En 2003, campagne électorale U.S. oblige, il voulut frapper un grand coup. Son nouveau cheval de bataille fut donc une croisade anti-bush : le grand chevalier blanc allait dire aux masses désinformées la grande vérité qu’on nous cache.
La cause était juste, vous me direz, c’est vrai dans un sens, mais de l’autre que dire de la manière ? Et c’est ça qui me dérange le plus, qui me fout la gerbe dans Fahrenheit 9/11, la manière dont Moore présente les choses.
Rien à dire lorsqu’il revient sur l’élection de Bush face à Al Gore, ça c’est l’intro, et ça fait jamais de mal, mais par la suite, ça devient du grand n’importe quoi. Les thèmes abordés sont plus qu’intéressants : les liens entre Bush et la famille Ben Laden, entre la Maison Blanche et l’Arabie Saoudite, la course à l’armement et ses bénéfices, la Guerre en Irak…
L’ennui, c’est que Moore établit des liens dans la forme, mais pas dans le fond, il colle tout bout à bout, passe du coq à l’âne sans la moindre analyse, parallèles douteuses, raccourcis en tout genre, populisme primaire, tout se mélange sans le moindre discernement.
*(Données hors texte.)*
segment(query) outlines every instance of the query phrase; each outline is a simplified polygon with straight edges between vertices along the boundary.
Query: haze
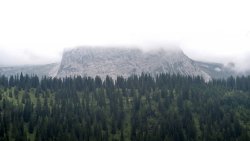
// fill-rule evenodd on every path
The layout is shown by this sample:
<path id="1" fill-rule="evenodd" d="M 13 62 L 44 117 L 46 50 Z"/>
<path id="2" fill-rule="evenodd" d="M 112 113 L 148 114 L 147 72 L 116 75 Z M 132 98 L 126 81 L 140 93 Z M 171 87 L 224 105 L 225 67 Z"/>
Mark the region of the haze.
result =
<path id="1" fill-rule="evenodd" d="M 190 58 L 250 59 L 250 3 L 233 0 L 0 2 L 0 66 L 57 62 L 76 46 L 174 45 Z"/>

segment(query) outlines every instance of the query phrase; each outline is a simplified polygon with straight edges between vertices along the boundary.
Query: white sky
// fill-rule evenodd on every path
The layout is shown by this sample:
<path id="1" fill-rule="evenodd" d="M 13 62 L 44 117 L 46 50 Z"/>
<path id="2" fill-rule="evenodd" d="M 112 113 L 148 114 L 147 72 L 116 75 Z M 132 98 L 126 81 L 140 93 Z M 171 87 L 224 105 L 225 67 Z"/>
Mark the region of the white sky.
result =
<path id="1" fill-rule="evenodd" d="M 0 1 L 0 65 L 59 61 L 68 47 L 147 43 L 174 43 L 192 59 L 246 67 L 250 1 Z"/>

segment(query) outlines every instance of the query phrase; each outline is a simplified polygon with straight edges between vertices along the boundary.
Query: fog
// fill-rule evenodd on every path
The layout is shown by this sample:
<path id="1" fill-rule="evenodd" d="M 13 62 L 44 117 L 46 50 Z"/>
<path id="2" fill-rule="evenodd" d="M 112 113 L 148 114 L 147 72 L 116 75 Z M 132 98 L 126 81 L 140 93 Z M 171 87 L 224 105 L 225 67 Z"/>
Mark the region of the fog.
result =
<path id="1" fill-rule="evenodd" d="M 0 66 L 59 62 L 78 46 L 181 48 L 250 68 L 250 4 L 231 0 L 0 2 Z"/>

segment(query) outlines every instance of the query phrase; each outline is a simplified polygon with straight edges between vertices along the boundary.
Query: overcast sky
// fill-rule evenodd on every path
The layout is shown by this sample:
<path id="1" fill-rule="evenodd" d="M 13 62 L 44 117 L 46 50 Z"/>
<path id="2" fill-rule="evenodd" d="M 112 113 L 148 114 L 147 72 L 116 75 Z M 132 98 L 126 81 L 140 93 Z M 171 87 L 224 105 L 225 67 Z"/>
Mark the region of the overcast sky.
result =
<path id="1" fill-rule="evenodd" d="M 0 65 L 56 62 L 75 46 L 160 43 L 244 68 L 249 7 L 249 0 L 3 0 Z"/>

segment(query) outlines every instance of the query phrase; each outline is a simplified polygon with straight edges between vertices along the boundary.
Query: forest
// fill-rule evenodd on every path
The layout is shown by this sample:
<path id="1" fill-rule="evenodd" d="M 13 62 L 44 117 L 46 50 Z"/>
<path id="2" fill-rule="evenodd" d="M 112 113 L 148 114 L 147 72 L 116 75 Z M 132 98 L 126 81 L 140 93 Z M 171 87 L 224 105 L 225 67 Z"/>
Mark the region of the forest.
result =
<path id="1" fill-rule="evenodd" d="M 0 76 L 0 141 L 249 141 L 250 76 Z"/>

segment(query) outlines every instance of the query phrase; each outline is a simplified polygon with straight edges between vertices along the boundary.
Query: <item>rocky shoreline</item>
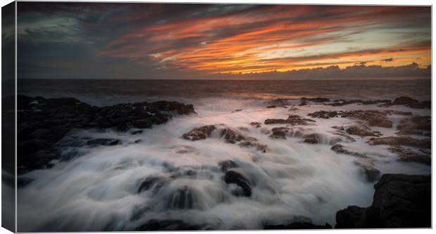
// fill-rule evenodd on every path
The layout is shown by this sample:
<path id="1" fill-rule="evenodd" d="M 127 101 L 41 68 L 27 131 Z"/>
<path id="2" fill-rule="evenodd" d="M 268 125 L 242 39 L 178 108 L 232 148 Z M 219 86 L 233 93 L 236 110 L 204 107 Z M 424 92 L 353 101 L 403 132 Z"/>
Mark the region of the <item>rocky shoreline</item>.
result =
<path id="1" fill-rule="evenodd" d="M 195 113 L 192 105 L 158 101 L 96 107 L 74 98 L 44 98 L 18 95 L 18 173 L 50 167 L 60 157 L 56 144 L 73 129 L 113 129 L 135 134 L 174 115 Z M 117 144 L 114 139 L 94 139 L 87 145 Z"/>

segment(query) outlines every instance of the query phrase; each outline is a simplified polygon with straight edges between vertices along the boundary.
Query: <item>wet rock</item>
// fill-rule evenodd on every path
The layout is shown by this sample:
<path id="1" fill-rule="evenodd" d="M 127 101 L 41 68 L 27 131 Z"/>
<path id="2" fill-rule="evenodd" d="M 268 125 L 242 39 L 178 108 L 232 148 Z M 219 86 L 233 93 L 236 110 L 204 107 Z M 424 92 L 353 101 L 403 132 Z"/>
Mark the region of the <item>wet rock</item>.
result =
<path id="1" fill-rule="evenodd" d="M 219 138 L 224 139 L 227 143 L 238 143 L 241 147 L 255 148 L 257 150 L 266 152 L 267 145 L 259 143 L 255 138 L 247 136 L 245 134 L 224 124 L 206 125 L 195 128 L 184 134 L 182 137 L 186 140 L 191 141 L 203 140 L 210 136 L 214 131 L 217 133 Z"/>
<path id="2" fill-rule="evenodd" d="M 397 154 L 399 157 L 399 160 L 402 162 L 418 162 L 429 166 L 432 164 L 430 153 L 423 154 L 401 146 L 391 146 L 387 150 Z"/>
<path id="3" fill-rule="evenodd" d="M 251 197 L 250 183 L 241 174 L 233 171 L 227 171 L 224 174 L 224 180 L 227 184 L 234 183 L 239 186 L 242 189 L 242 195 L 244 197 Z"/>
<path id="4" fill-rule="evenodd" d="M 380 136 L 382 135 L 378 131 L 373 131 L 371 129 L 365 125 L 353 124 L 344 127 L 345 131 L 351 135 L 364 136 Z"/>
<path id="5" fill-rule="evenodd" d="M 369 139 L 368 143 L 372 145 L 409 145 L 428 149 L 431 148 L 431 141 L 430 139 L 416 139 L 410 136 L 372 138 Z"/>
<path id="6" fill-rule="evenodd" d="M 392 127 L 392 121 L 383 118 L 373 118 L 368 122 L 368 124 L 371 126 L 381 126 L 383 128 L 390 129 Z"/>
<path id="7" fill-rule="evenodd" d="M 416 115 L 404 118 L 397 126 L 399 135 L 423 135 L 431 136 L 432 123 L 430 116 Z"/>
<path id="8" fill-rule="evenodd" d="M 321 136 L 317 134 L 306 134 L 303 136 L 303 142 L 309 144 L 318 144 L 321 141 Z"/>
<path id="9" fill-rule="evenodd" d="M 312 223 L 295 222 L 286 225 L 267 225 L 264 230 L 290 230 L 290 229 L 331 229 L 332 226 L 326 223 L 325 225 L 315 225 Z"/>
<path id="10" fill-rule="evenodd" d="M 430 176 L 384 174 L 374 185 L 372 204 L 336 213 L 336 228 L 431 227 Z"/>
<path id="11" fill-rule="evenodd" d="M 330 101 L 330 99 L 326 98 L 302 98 L 301 100 L 309 100 L 314 103 L 327 103 Z"/>
<path id="12" fill-rule="evenodd" d="M 342 106 L 350 104 L 361 104 L 361 105 L 376 105 L 376 104 L 383 104 L 383 105 L 390 105 L 391 103 L 390 100 L 336 100 L 333 101 L 332 103 L 326 104 L 332 106 Z"/>
<path id="13" fill-rule="evenodd" d="M 340 145 L 340 144 L 336 144 L 336 145 L 332 146 L 331 149 L 332 150 L 336 152 L 337 153 L 340 153 L 340 154 L 345 154 L 345 155 L 352 155 L 352 156 L 355 156 L 355 157 L 365 157 L 365 158 L 368 157 L 364 154 L 362 154 L 362 153 L 360 153 L 360 152 L 357 152 L 350 151 L 350 150 L 344 148 L 344 146 L 342 145 Z"/>
<path id="14" fill-rule="evenodd" d="M 195 113 L 192 105 L 177 102 L 95 107 L 72 98 L 44 98 L 22 95 L 17 96 L 17 105 L 20 110 L 17 113 L 18 174 L 45 168 L 50 161 L 59 158 L 57 143 L 72 129 L 113 129 L 124 131 L 165 123 L 174 114 Z M 115 143 L 101 142 L 108 145 Z"/>
<path id="15" fill-rule="evenodd" d="M 188 186 L 178 188 L 169 198 L 169 209 L 193 209 L 194 207 L 194 194 Z"/>
<path id="16" fill-rule="evenodd" d="M 267 119 L 265 120 L 265 124 L 287 124 L 290 125 L 307 125 L 310 122 L 315 122 L 316 121 L 310 119 L 302 119 L 299 115 L 291 115 L 288 117 L 288 119 Z"/>
<path id="17" fill-rule="evenodd" d="M 87 145 L 96 146 L 96 145 L 117 145 L 120 144 L 121 141 L 118 139 L 111 138 L 97 138 L 89 140 L 86 142 Z"/>
<path id="18" fill-rule="evenodd" d="M 18 177 L 18 178 L 17 178 L 17 187 L 18 188 L 25 187 L 25 186 L 27 186 L 29 183 L 32 183 L 32 181 L 33 181 L 33 178 L 32 178 Z M 15 185 L 14 185 L 14 186 L 15 186 Z"/>
<path id="19" fill-rule="evenodd" d="M 198 141 L 203 140 L 210 136 L 212 132 L 216 129 L 214 125 L 206 125 L 192 129 L 181 136 L 185 140 Z"/>
<path id="20" fill-rule="evenodd" d="M 392 105 L 402 105 L 411 108 L 423 109 L 430 108 L 431 102 L 430 100 L 418 101 L 410 97 L 402 96 L 395 98 Z"/>
<path id="21" fill-rule="evenodd" d="M 272 134 L 269 135 L 269 137 L 273 139 L 286 139 L 289 129 L 289 128 L 286 126 L 272 128 L 271 129 Z"/>
<path id="22" fill-rule="evenodd" d="M 224 128 L 219 131 L 219 137 L 224 137 L 226 143 L 235 143 L 237 141 L 245 141 L 245 137 L 240 133 L 230 128 Z"/>
<path id="23" fill-rule="evenodd" d="M 150 219 L 146 223 L 136 228 L 136 231 L 150 230 L 197 230 L 199 227 L 186 223 L 181 220 Z"/>
<path id="24" fill-rule="evenodd" d="M 165 177 L 162 176 L 150 176 L 147 177 L 145 180 L 142 181 L 138 188 L 138 193 L 146 191 L 151 188 L 156 183 L 165 180 Z"/>
<path id="25" fill-rule="evenodd" d="M 323 119 L 329 119 L 329 118 L 333 118 L 337 117 L 338 115 L 339 115 L 340 114 L 340 112 L 338 112 L 337 111 L 325 111 L 325 110 L 320 110 L 320 111 L 316 111 L 313 113 L 309 113 L 307 114 L 308 116 L 310 116 L 313 118 L 323 118 Z"/>
<path id="26" fill-rule="evenodd" d="M 221 171 L 226 172 L 227 169 L 231 168 L 238 168 L 238 164 L 232 160 L 224 160 L 218 162 L 218 165 L 221 167 Z"/>
<path id="27" fill-rule="evenodd" d="M 365 179 L 369 183 L 376 181 L 380 178 L 380 170 L 371 164 L 364 164 L 358 162 L 354 164 L 360 167 L 360 171 L 364 175 Z"/>
<path id="28" fill-rule="evenodd" d="M 251 126 L 254 126 L 256 128 L 259 128 L 260 127 L 260 123 L 258 122 L 252 122 L 251 123 L 250 123 L 250 125 Z"/>
<path id="29" fill-rule="evenodd" d="M 271 108 L 272 106 L 276 108 L 285 108 L 288 105 L 288 99 L 284 98 L 276 98 L 269 102 L 266 103 L 269 108 Z"/>

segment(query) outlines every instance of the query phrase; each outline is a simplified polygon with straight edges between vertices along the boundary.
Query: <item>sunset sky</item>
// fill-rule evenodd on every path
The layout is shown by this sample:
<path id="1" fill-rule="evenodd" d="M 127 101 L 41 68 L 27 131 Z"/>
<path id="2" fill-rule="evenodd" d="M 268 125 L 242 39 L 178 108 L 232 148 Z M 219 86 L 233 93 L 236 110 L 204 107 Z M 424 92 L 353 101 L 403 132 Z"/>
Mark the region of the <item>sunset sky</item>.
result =
<path id="1" fill-rule="evenodd" d="M 18 9 L 19 78 L 431 65 L 430 7 L 19 2 Z"/>

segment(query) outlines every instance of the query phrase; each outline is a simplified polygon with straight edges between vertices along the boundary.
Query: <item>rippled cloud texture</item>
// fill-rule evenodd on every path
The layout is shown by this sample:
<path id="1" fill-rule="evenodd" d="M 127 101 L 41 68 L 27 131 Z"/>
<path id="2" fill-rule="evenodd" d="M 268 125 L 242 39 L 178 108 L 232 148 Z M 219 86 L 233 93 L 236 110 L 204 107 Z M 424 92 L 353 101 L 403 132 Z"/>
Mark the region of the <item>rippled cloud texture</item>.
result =
<path id="1" fill-rule="evenodd" d="M 424 6 L 18 3 L 19 78 L 430 78 Z"/>

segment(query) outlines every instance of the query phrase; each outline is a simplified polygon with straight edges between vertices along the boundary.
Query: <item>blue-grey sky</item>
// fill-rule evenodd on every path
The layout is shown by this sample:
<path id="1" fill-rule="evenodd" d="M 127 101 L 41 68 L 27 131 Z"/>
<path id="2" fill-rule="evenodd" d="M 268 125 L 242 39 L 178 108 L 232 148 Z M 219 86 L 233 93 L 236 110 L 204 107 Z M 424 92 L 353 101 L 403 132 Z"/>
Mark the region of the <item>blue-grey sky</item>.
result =
<path id="1" fill-rule="evenodd" d="M 430 77 L 430 7 L 18 4 L 19 78 Z"/>

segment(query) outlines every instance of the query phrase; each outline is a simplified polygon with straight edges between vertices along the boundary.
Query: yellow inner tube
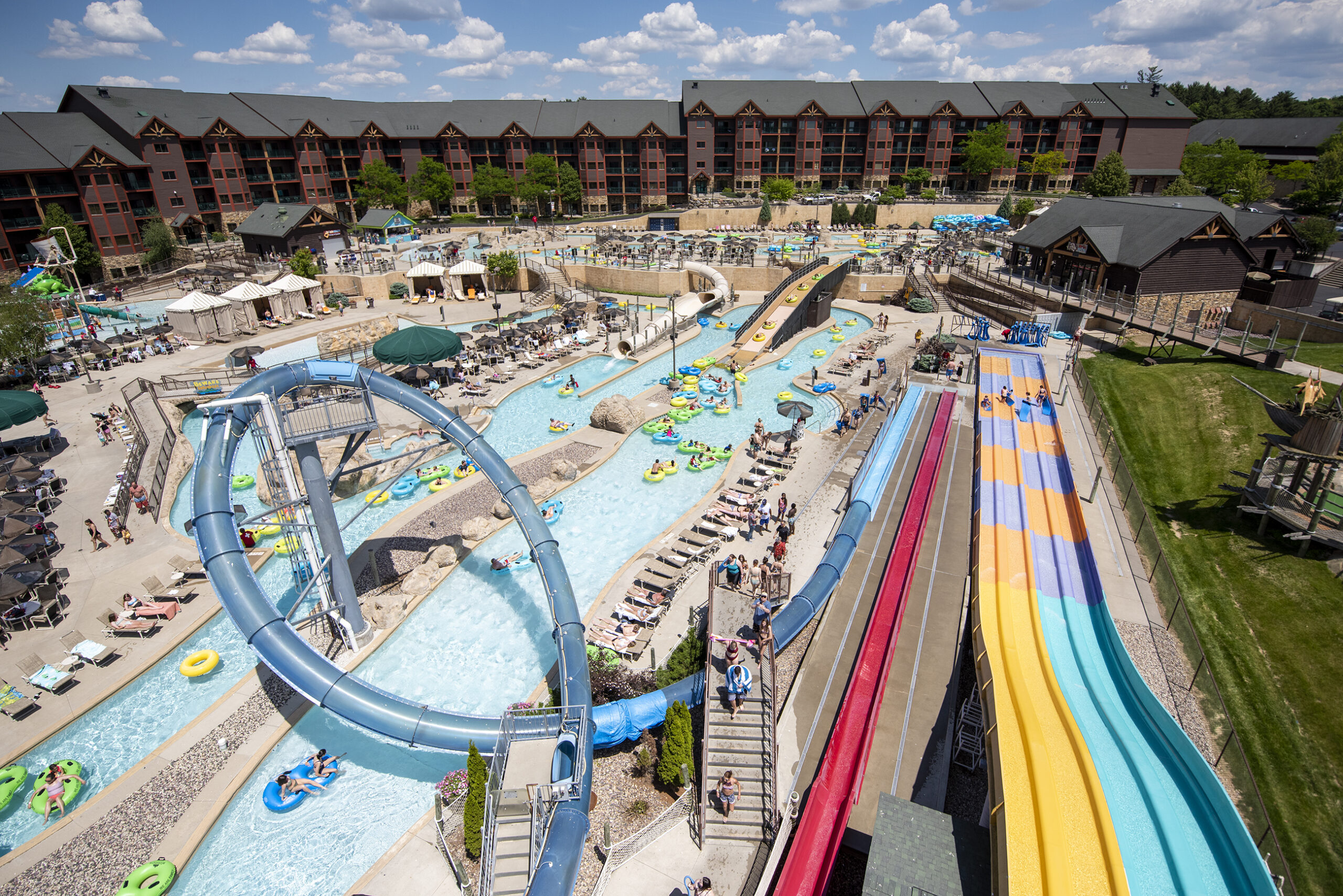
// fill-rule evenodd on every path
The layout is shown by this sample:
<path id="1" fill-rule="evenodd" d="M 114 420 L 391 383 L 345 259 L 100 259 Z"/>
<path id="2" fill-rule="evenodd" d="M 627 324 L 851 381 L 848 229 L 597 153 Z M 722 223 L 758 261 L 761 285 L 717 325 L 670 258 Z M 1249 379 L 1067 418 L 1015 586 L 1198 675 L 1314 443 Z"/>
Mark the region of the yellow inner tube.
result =
<path id="1" fill-rule="evenodd" d="M 214 650 L 197 650 L 177 666 L 177 672 L 187 676 L 188 678 L 196 678 L 199 676 L 211 672 L 219 665 L 219 654 Z"/>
Pourquoi s’embarrasser de détail, c’est un documentaire à charge ?
Et bien justement, au final, Fahrenheit 9/11 n’est pas crédible, et heureusement dans un sens. Pour moi, c’est la pire manière d’aborder la politique, une manière racoleuse, manipulatrice, et j’en passe. On simplifie tout, on met tout sur le même plan, on secoue, et puis ce qui compte c’est qu’il y’ait une réaction.
Ah oui c’est utile ? Pour qui ? Dominique Wolton disait qu’à travers les programmes que l’on propose, ce qui transparaît également c’est l’image que l’on se fait du spectateur. En ce sens, je trouve que Fahrenheit 9/11 est rabaissant pour les gens qui le regardent mais aussi pour les sujets abordés.
J’ai l’impression d’être un vieux réac en disant tout ça, mais vraiment je ne supporte pas cette démarche, c’est épidermique.
On va finir par une phrase que j’ai souvent entendu lorsque je m’en prenais à ce documentaire : « la fin justifie les moyens ». Alors, à la fin, Bush a été réélu dans un fauteuil et Fahrenheit 9/11 a rapporté 220 millions de dollars. On a qu’à dire que tout le monde est content.